An increase in the superannuation guarantee (SG) levy will benefit low-to-middle-income earners despite it resulting in some employees receiving a lower amount of take-home pay, an industry consultant has said.
QMV principal consultant John Steffanoni described the intention to increase the SG from its current level of 9.5 per cent to 12 per cent as sound economic policy, but acknowledged the elasticity of the labour market, which will determine how much of the associated cost can be absorbed, and broader economic conditions would play a critical part in the process.
“Broad assertions that the planned increase in SG will add to the cost-of-living pressures faced by many Australians don’t really stack up to closer scrutiny. This may simply be due to misunderstanding of the complexity and nuance in the way the SG and labour markets function,” Steffanoni said.
“Rather than adding to cost-of-living pressures by reducing take-home salary, an increase in SG for the 23 per cent of Australian workers on lower salaries set by modern awards will increase the retirement savings of those who are set to benefit most, as wages aren’t set by the market and provide for SG in addition to salary.”

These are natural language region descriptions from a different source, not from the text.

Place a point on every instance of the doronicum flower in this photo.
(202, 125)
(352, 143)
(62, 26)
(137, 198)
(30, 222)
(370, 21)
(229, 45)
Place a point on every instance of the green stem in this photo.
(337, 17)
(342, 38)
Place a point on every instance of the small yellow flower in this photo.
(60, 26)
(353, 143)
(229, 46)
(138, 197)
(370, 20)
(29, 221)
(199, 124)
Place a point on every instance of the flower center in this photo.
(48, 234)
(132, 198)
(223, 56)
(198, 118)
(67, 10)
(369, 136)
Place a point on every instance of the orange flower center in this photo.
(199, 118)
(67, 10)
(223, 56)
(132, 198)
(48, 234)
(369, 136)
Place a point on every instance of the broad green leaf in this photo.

According to Steffanoni, superannuants who have just entered the workforce and causal employees earning below $450 a month and not currently eligible for SG contributions will be among the Australians to benefit most from the change.
Further, he argued the number of individuals who will not experience a reduction in take-home pay as a result of the SG increase outnumber those that will. With regard to this claim, he said 37 per cent of workers have remuneration contracts inclusive of the SG, while 40 per cent of employees were covered by a collective bargaining agreement that would avert such a decrease.
He said an increase in the SG is a mechanism by which labour market efficiencies can be improved during economic conditions of low wage growth and unemployment currently being experienced in Australia.
Several arguments in favour of an increase to the SG have been put forward over the past month, including one from actuarial firm Rice Warner saying it would be beneficial for the government and consumers.